Последний раз Вавилов приехал в Мичуринск в сентябре 1934 года. Город вместе со всей страной праздновал шестидесятилетие научной деятельности знаменитого плодовода. Медь оркестров, галстуки пионеров, яркие костюмы гостей с Украины, Кавказа и из Средней Азии сливались с золотом и багрянцем плодоносных садов. Вечером 20 сентября в городском театре состоялось чествование великого садовода. Первое слово от имени двух академий произнес Вавилов: "Академия наук и мы, научные работники, все мы гордимся иметь в своей среде Ивана Владимировича Мичурина. Его подвиг показывает, как надо жить и как надо работать". Слова о том, что Мичурин достоин быть в среде членов Академии наук СССР, не случайно прозвучали в тот день. Через несколько месяцев, первого июня 1935 года, в протоколе общего собрания Академии наук СССР появилась запись: "Непременный секретарь доложил заявление двенадцати действительных членов Академии наук об избрании в почетные члены И. В. Мичурина". Первым подписал заявление Вавилов. Он же составил его текст. Вечером того же дня состоялось тайное баллотирование кандидатуры нового академика. Мичурин был избран почетным членом АН СССР сорока голосами. Против голосовало четыре человека.

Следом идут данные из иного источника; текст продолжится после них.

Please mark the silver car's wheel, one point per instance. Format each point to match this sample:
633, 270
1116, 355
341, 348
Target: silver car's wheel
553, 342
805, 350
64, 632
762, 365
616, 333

Неделю спустя, 7 июня 1935 года, Мичурина не стало. Все газеты страны опубликовали траурное сообщение. На следующий день в "Правде" вышла статья Вавилова. Называлась она кратко – "Подвиг". Крупнейший биолог-теоретик Советского Союза не только высочайшим образом оценил подвиг Мичурина-практика, но и воздал должное мичуринскому теоретическому наследию. "Его труд проникнут материалистической философией, и многие положения его совершенно оригинальны. Во всех своих трудах Мичурин зовет к самостоятельности, к творческой работе".

Такова правда об отношениях между Вавиловым и Мичуриным. Казалось бы, из приведенных фактов мудрено сделать вывод о том, что Вавилов "антимичуринец". Но нашлись люди, которые заявили тем не менее, что хотя Николай Иванович и не был личным врагом Ивана Владимировича, но он противник, враг теоретических принципов Мичуринской селекции, а посему…

Проверим и это обвинение.

Обращаясь к молодежи, восьмидесятилетний старец, призванный мастер селекции Иван Мичурин, призывал молодых исследователей спорить с ним, а если у оппонентов есть свои собственные проверенные наблюдения, то, не стесняясь, опровергать его, Мичурина, взгляды. В этих словах весь Иван Владимирович – человек труда, собственными руками добывающий факты науки, с достоинством и симпатией глядящий навстречу новому поколению.